The Amazon EBS CSI driver docs mention that the following are needed:

  • an existing EKS cluster
  • IAM role (that allows communication to the EC2 API)
  • EKS add-on (aws-ebs-csi-driver)
  • OIDC provider

This sounded simple enough but I was unable to find a "grab-and-go" terraform example that followed the recommendations in the docs. I saw some suggestions about attaching an AmazonEBSCSIDriverPolicy policy to the node groups but did not think this was the best idea since this would allow many pods to potentially have access to the EC2 API.

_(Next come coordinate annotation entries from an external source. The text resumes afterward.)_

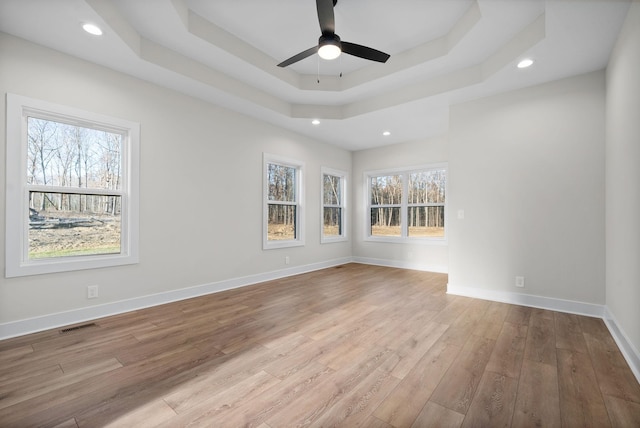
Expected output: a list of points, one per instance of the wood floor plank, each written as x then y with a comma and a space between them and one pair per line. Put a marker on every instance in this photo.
408, 399
519, 315
280, 396
148, 415
436, 416
508, 352
569, 333
614, 376
354, 345
356, 406
215, 407
490, 324
581, 403
541, 338
414, 349
538, 401
493, 402
460, 330
623, 413
457, 387
309, 407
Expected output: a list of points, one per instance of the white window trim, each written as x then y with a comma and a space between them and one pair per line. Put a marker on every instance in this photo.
300, 195
404, 238
16, 244
343, 189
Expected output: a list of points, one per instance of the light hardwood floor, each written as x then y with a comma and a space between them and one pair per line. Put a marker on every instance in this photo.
348, 346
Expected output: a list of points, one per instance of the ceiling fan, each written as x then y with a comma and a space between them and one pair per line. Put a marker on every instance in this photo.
329, 45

After a few minutes of LLM prompting, I was unimpressed with the results. I began to piece together the config myself, and after some trial and error, this is the terraform that I came up with:


# TLS needed for the thumbprint
provider "tls" {}

data "tls_certificate" "oidc" {
  url = aws_eks_cluster.main.identity[0].oidc[0].issuer
}

# EKS addon
resource "aws_eks_addon" "ebs_csi_driver" {
  cluster_name             = aws_eks_cluster.main.name
  addon_name               = "aws-ebs-csi-driver"
  addon_version            = "v1.29.1-eksbuild.1"
  service_account_role_arn = aws_iam_role.ebs_csi_driver.arn
}

# AWS Identity and Access Management (IAM) OpenID Connect (OIDC) provider

resource "aws_iam_openid_connect_provider" "eks" {
  url             = aws_eks_cluster.main.identity.0.oidc.0.issuer
  client_id_list  = ["sts.amazonaws.com"]
  thumbprint_list = [data.tls_certificate.oidc.certificates[0].sha1_fingerprint]
}

# IAM
resource "aws_iam_role" "ebs_csi_driver" {
  name               = "ebs-csi-driver"
  assume_role_policy = data.aws_iam_policy_document.ebs_csi_driver_assume_role.json
}

data "aws_iam_policy_document" "ebs_csi_driver_assume_role" {
  statement {
    effect = "Allow"

    principals {
      type        = "Federated"
      identifiers = [aws_iam_openid_connect_provider.eks.arn]
    }

    actions = [
      "sts:AssumeRoleWithWebIdentity",
    ]

    condition {
      test     = "StringEquals"
      variable = "${aws_iam_openid_connect_provider.eks.url}:aud"
      values   = ["sts.amazonaws.com"]
    }

    condition {
      test     = "StringEquals"
      variable = "${aws_iam_openid_connect_provider.eks.url}:sub"
      values   = ["system:serviceaccount:kube-system:ebs-csi-controller-sa"]
    }

  }
}

resource "aws_iam_role_policy_attachment" "AmazonEBSCSIDriverPolicy" {
  policy_arn = "arn:aws:iam::aws:policy/service-role/AmazonEBSCSIDriverPolicy"
  role       = aws_iam_role.ebs_csi_driver.name
}

The above configuration follows the docs, binding an IAM role to the service account kube-system/ebs-csi-controller-sa using an OpenID connect provider.

After applying the changes above, I deployed the sample application and noticed that the persistent volume claims were bound to EBS volumes.